Quant aux puissants de ce monde, ils sont toujours du mauvais côté. Presque toujours : quand ils ne le sont pas, ils terminent assassinés comme Allende ou embastillés comme Lula. Et pendant ce temps, Chirac court toujours… Bref, sauf exception, il ne faut attendre d’eux aucun bouleversement. L’oligarchie n’a ni besoin de survivre, ni envie de lutter : elle est occupée à défendre ses intérêts. Dans la lutte nécessaire, elle est l’ennemi.

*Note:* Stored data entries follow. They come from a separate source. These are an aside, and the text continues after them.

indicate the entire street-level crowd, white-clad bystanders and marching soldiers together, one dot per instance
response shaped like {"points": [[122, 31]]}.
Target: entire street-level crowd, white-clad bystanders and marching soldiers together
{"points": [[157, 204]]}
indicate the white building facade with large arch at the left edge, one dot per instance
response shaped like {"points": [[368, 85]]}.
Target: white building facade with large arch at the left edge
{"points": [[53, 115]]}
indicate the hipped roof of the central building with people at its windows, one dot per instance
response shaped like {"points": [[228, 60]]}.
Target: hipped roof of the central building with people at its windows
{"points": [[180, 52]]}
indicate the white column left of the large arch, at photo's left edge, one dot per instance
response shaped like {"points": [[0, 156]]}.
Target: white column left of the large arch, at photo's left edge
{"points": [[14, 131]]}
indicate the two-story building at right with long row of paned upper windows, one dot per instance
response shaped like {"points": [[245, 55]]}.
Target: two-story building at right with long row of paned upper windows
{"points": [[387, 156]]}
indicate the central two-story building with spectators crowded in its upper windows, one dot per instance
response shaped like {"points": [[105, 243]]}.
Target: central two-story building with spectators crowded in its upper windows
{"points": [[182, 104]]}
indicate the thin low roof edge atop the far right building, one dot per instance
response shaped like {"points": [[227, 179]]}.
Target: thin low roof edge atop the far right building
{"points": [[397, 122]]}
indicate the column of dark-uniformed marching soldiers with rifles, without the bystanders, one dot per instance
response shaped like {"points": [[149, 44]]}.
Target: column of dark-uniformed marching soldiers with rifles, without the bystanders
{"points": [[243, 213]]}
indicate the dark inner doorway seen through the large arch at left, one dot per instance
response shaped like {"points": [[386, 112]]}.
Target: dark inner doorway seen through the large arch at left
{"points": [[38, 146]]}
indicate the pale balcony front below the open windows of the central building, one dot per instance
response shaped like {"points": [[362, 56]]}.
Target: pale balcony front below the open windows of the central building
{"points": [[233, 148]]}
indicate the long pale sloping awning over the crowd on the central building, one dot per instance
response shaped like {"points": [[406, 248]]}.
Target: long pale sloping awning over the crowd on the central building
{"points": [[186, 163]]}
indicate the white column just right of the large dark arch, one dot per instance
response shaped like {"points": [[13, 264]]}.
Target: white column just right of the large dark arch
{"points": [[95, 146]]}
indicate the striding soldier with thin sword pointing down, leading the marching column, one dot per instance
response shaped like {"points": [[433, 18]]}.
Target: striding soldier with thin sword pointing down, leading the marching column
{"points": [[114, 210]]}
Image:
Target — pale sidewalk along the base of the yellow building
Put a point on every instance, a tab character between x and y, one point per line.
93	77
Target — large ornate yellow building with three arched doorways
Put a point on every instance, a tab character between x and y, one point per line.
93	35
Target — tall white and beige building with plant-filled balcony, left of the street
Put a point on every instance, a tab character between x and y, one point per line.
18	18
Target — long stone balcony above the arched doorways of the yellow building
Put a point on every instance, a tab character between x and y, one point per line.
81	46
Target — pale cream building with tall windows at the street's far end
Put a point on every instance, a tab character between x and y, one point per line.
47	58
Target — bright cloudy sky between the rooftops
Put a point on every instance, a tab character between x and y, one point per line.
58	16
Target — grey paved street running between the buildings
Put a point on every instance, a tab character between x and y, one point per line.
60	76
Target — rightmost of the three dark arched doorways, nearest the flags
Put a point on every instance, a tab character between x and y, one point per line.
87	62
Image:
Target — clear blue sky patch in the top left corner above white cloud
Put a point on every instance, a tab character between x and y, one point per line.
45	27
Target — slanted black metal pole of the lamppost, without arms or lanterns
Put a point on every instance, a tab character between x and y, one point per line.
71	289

Il faut donc que les intellectuels initient le changement qui sera porté par les misérables. Un livre ou une loi ne suffisent pas à changer le monde : ce sont les lecteurs des livres, les citoyens qui rendent la lutte concrète. La Révolution Française n’a pas eu lieu dans un salon littéraire, chez la maîtresse de Rousseau : il a fallu attendre que les Lumières soient partagées pour que les notables et le bas-peuple se mettent en mouvement. Les intellectuels initient des luttes symboliques qui deviennent réelles grâce au peuple. Ils ne peuvent rien sans lui, aussi vrai qu’un peuple sans instruction ne se rebellerait jamais contre son oppresseur, ignorant qu’il est oppressé. Il faut l’alliance des uns et des autres dans la lutte.


Vous, intellectuels, et vous, misérables citoyens, unissez vos forces, comme en 1789, pour trouver le moyen de renverser l’argent roi.